Die als erstes Kapitel gezählte »Einleitung« erläutert die thematische und methodische Zugriffsweise, bietet aber insbesondere ein breites Referat zu Geschichte und aktuellem Stand der auf Katharina von Bora gemünzten Forschungs- und Publikationstätigkeit (15–42). Darauf folgen vier große, systematisch disponierte, nach Gattungen unterschiedene Materialübersichten sowie eine ab­schließende Ertragssicherung.
Das zweite, ausführlichste Kapitel präsentiert »Die Lutherin im Briefwechsel« (43–164). Zwar sind von ihrer Hand lediglich acht Briefe bekannt, davon sieben aus der Zeit nach Luthers Tod; ein von K. neu entdecktes Brieffragment vom 6. Dezember 1549 wird im Anhang (351 f.) ediert. Dagegen hat Luther in mehr als 280 Briefen, also etwa in jedem zehnten seiner überlieferten Schreiben, ihrer gedacht – ein für die Gelehrtenkorrespondenz des 16. Jh.s in der Tat höchst staunenswerter Befund (vgl. 44). Eingehend wird zumal der sehr asymmetrisch erhaltene Briefwechsel zwischen den Eheleuten bedacht (aus Luthers Feder sind 21 Schreiben erhalten, die allesamt verlorenen Briefe seiner Ehefrau lassen sich lediglich sporadisch erschließen). Er dokumentiert nicht nur das warmherzige Verhältnis der beiden, sondern beispielsweise auch die bei Katharina von Bora zumindest rudimentär vorhandenen Lateinkenntnisse oder ihre stetige Inanspruchnahme »als Mittlerin von Informationen, Meinungen und Grüßen« (73). Da Luther von seinen auswärtigen Dienstgeschäften jeweils nur die aktuelle Entwicklung berichtet, wird man in der Tat annehmen können, »dass Katharina durch Gespräche mit ihrem Mann über die jeweiligen Problemlagen Bescheid wusste« (273). Ergiebig sind auch die Briefwechsel anderer Wittenberger Reformatoren, zumal die Korrespondenz Philipp Me­lanchthons, der sich nach Luthers Tod am intensivsten um dessen hinterbliebene Familie gekümmert hat, sowie der Briefwechsel von Justus Jonas, dem Katharina in herzlicher Freundschaft verbunden war. In den Korrespondenzen der auswärtigen Freunde Luthers, namentlich Georg Spalatins und Veit Dietrichs, ist sie ebenfalls vielfach präsent. Es mag überraschen, dass erst danach dann auch der gesamte Briefwechsel Luthers zu quellenscharfer Vorführung kommt (137–154.156–159).
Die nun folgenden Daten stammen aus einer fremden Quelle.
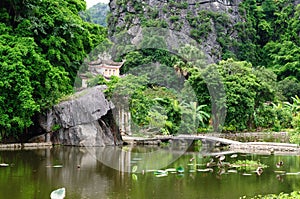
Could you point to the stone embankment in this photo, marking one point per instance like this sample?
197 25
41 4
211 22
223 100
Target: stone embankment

Als weitere Gattung bringt das dritte Kapitel die Überlieferung der Tischreden Luthers ins Spiel (165–196). Umsichtig werden dabei zunächst die bekannten quellenkritischen Probleme sowie die Unzulänglichkeiten des für die Abteilung »Tischreden« der Weimarer Ausgabe erstellten Registers bedacht. Die letztgenannte Schwierigkeit geht schon daraus hervor, dass das Register unter dem Stichwort »Luther, Käthe, Luthers Frau« (WAT 6, 608 f.) mehrfach Luthers allgemeine Reflexionen über das Thema der Ehe verbucht, ohne dass »die Lutherin« dort namentlich oder der Sache nach er­wähnt worden wäre. Daraufhin durchmustert K. die einzelnen Nachschriften bzw. Sammlungen der Tischreden Luthers, von de­nen sich die von Conrad Cordatus besorgte Zusammenstellung mit 46 einschlägigen Passagen, aber auch die Nachschriften von Johannes Mathesius (26 Vermerke) und Johann Schlaginhaufen (24 Vermerke) als besonders ergiebig erweisen.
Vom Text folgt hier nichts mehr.